O francês Olivier Messiaen (1908-1992) foi mais do que um dos grandes compositores do século 20 – concorre à coroa de mais original. Católico fervoroso, improvisou ao órgão todo domingo na Igreja da Santa Trindade, em Paris, de 1931 até sua morte; deu aulas de composição no Conservatório de Paris dos anos 40 aos 80 para figuras-chave como Stockhausen e Boulez, entre outros; e atuou como ornitólogo de mão cheia.
Sua marca pessoal como criador está na pesquisa de ritmos e nas canções dos pássaros. “Ele se considerava compositor e ornitólogo em igual medida”, afirma o pianista inglês Peter Hill ao Estado. Hill dedicou os últimos 28 de seus 66 anos ao compositor. Conviveu com ele entre 1986 e 1992, escreveu três livros e prepara um quarto, sobre o Catálogo dos Pássaros, ciclo monumental para piano de cerca de 3 horas – a súmula mais original de sua criação.

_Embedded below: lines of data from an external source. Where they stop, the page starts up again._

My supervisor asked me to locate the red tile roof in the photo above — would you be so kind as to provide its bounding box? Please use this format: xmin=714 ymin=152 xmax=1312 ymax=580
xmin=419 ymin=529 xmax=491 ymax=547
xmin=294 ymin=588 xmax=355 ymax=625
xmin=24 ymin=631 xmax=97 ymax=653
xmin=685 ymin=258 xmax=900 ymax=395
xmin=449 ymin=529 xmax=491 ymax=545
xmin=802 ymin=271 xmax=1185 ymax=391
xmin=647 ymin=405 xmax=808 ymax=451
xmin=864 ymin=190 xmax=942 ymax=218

O pianista acaba de lançar o CD La Fauvette Passerinette (selo Delphian), construído em torno de uma primeira gravação mundial, a da peça que lhe dá título, descoberta por ele em 2012, pesquisando os arquivos do compositor, em Paris. “É um brilhante acréscimo à produção pianística de Messiaen. Eu a descobri remexendo em seus papéis há dois anos. O manuscrito está praticamente completo. Uma anotação indica ‘agosto de 1961 em Petichet’, seu refúgio de verão nos Alpes franceses.” Fauvette Passerinette pode ser traduzida como rouxinol subalpino.
Quando veio a público o Catálogo dos Pássaros, em 1956-58, houve quem considerasse ingênua a fórmula. Longe disso. Messiaen foi fundo em seu duplo trabalho de gênio. De fato, há milhares de cantos diferentes nos cerca de 200 cadernos, alguns com mais de 100 páginas, nos quais ele anotava as melodias em passeios primeiro pela França, e depois no mundo inteiro.
E, se o Catálogo é a incontestável obra-prima do século 20, este acréscimo é importante porque, como diz Peter Hill, “tudo indica que ela abriria um segundo ciclo do Catálogo”. A concepção é muito diferente, diz Hill. “No Catálogo, a estrutura harmônica de cada peça é consequência de evocações de lugares: o mar, montanhas, árvores refletivas no rio, emolduradas pela escuridão, o amanhecer e o pôr do sol. A nova concepção é mais abstrata, trabalha só com a canção do pássaro. A canção cria a própria harmonia. É o trampolim para o estilo da Fauvette des Jardins de 1970 e do fabuloso refinamento das canções dos pássaros, presentes na harmonia e instrumentação, em São Francisco de Assis.” Esta ópera monumental de 1987 uniu suas paixões: a fé católica e o amor aos pássaros.
Outra novidade é a superposição de vários cantos de pássaros. “A mais importante”, conclui Hill, “é o sentido de desenvolvimento. Os solos na fauvette passerinette começam liricamente e vão se tornando mais ariscos, absorvem motivos de outros pássaros. Na virtuosística seção final, emerge uma tocata; a recapitulação funde as canções anteriores”.
Numa palavra, é emocionante ouvir La Fauvette Passerinette depois dos comentários do pianista, excelente em seu ofício e inteligente na organicidade da gravação. A partir da Fauvette, ele toca outras peças de Messiaen com preocupações similares, como o prelúdio La Colombe, Pièce Pour le Tombeau de Dukas, Île de Feu e Le Traquet Stapazin.
Supremo refinamento, intercala peças de nove outros compositores, numa espécie de paisagem musical que Messiaen inspirou com sua música e sua paixão pelo ensino. Todos têm algo em comum com ele. Stockhausen, Tristan Murail, George Benjamin e Takemitsu foram seus alunos. Além deles, há um precursor famoso – o Ravel dos Pássaros Tristes de Miroirs – e seu contemporâneo Henri Dutillleux, compondo, como diz o subtítulo do CD, “uma première mundial com pássaros, paisagens e homenagens”. Hill também gravou os cadernos 4-6 do Catálogo dos Pássaros sob supervisão de Messiaen. E recebeu, dele, que era raro em elogios, a frase “bela técnica, um verdadeiro poeta: sou um apaixonado admirador do toque de Peter Hill”. Precisa mais?